The year was 1985, and Enron was incorporated as the merger of Houston Natural Gas company
and Internorth Ince. In 1995, the business was recognized as the most innovative business by the
Fortune, and it made it successful run for the next six years. In 1998, Andrew Fastow became the
CFO of the business, and the CFO created SPVs to conceal the financial losses of the Enron.
During the period of 2000, the shares of Enron traded at the price levels of $90.56.

On February 12, 2001, Jeffrey Skilling came in place of Kenneth as a chief executing officer. On
August 14, 2001, Skilling abruptly resigned, and Kenneth took over the role once again. Same
period, the broadband division of the business reported a massive loss of $137 million, and the
market prices of stock fell to $39.05 per share. In the period of October, the CFO ‘s legal counsel
instructed auditors to destroy the files of the Enron and asked to maintain only the utility or
necessary information. The business reported a further loss of $618 million and a write off of
$1.2 billion. The price of the stock deteriorates to $33.84.

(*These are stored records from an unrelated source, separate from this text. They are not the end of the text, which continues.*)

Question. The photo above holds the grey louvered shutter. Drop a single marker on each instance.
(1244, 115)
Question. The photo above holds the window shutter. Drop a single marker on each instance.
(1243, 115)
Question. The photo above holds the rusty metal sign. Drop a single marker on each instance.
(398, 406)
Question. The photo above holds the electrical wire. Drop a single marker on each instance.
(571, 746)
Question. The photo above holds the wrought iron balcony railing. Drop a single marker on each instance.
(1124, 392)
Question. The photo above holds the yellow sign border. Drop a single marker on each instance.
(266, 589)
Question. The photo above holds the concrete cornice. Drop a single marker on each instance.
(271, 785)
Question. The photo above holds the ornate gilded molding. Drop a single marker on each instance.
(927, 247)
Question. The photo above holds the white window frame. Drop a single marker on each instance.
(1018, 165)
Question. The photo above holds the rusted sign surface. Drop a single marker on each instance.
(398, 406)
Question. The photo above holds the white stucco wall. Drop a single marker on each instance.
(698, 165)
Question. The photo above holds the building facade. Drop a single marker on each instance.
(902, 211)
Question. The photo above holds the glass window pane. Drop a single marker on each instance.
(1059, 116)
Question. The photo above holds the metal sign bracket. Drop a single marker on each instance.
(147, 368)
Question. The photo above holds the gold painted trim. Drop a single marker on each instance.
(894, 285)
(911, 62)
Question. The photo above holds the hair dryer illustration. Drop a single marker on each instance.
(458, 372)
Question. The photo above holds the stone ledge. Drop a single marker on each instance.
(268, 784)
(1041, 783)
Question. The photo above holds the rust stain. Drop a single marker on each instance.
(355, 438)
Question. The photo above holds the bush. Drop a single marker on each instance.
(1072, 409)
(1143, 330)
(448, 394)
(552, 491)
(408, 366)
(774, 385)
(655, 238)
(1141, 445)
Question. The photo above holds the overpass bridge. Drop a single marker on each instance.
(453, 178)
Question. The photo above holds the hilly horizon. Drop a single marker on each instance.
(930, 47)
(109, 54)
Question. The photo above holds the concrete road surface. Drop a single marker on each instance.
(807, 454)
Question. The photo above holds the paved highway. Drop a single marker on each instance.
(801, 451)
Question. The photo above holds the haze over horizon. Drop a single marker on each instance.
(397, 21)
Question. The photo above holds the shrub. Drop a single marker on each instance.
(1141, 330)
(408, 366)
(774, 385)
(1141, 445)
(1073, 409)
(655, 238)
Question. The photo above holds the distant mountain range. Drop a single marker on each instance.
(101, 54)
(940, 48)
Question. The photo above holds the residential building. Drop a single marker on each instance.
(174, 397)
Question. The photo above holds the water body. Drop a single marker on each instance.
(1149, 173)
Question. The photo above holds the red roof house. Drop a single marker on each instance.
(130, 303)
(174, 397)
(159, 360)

On October 22, the business got into a probe from securities and exchange commission. With
this news, the stock of Enron further deteriorated and was reported at $20.75. In November 2001,
the business for the first time admitted and made the revelation that it inflated its income levels
by $586 million. Also that it has been doing so since 1997. On 2 nd December 2001, the business
files for bankruptcy and the stock prices end up flat at $0.26 per share.

On January 9, 2002, the justice department ordered a criminal proceeding against the business.
On January 15, 2002, the NYSE suspended Enron, and the accounting firm, along with Arthur
Andersen was convicted on the grounds of obstruction of justice.

Question# 1 What are some of the corporate governance issues that led to the fall of Enron
as a company?
Question# 2 After going through the case study can you explain what are some of ethical
issues that led to the fall of Enron as a company?

Question# 3 Please explain in your own words How this fraud can be protected by the
company?

Note: Any assignment that contains more than 19% plagiarism or if copied from other class
mates will result in Zero Marks. The length of assignment should be between 500 to 1000 words.
Please use Times New Roman as Font Style with 12 Font size and 1.5-line spacing. Do not
forgot to mention your REG# and Name on Assignment.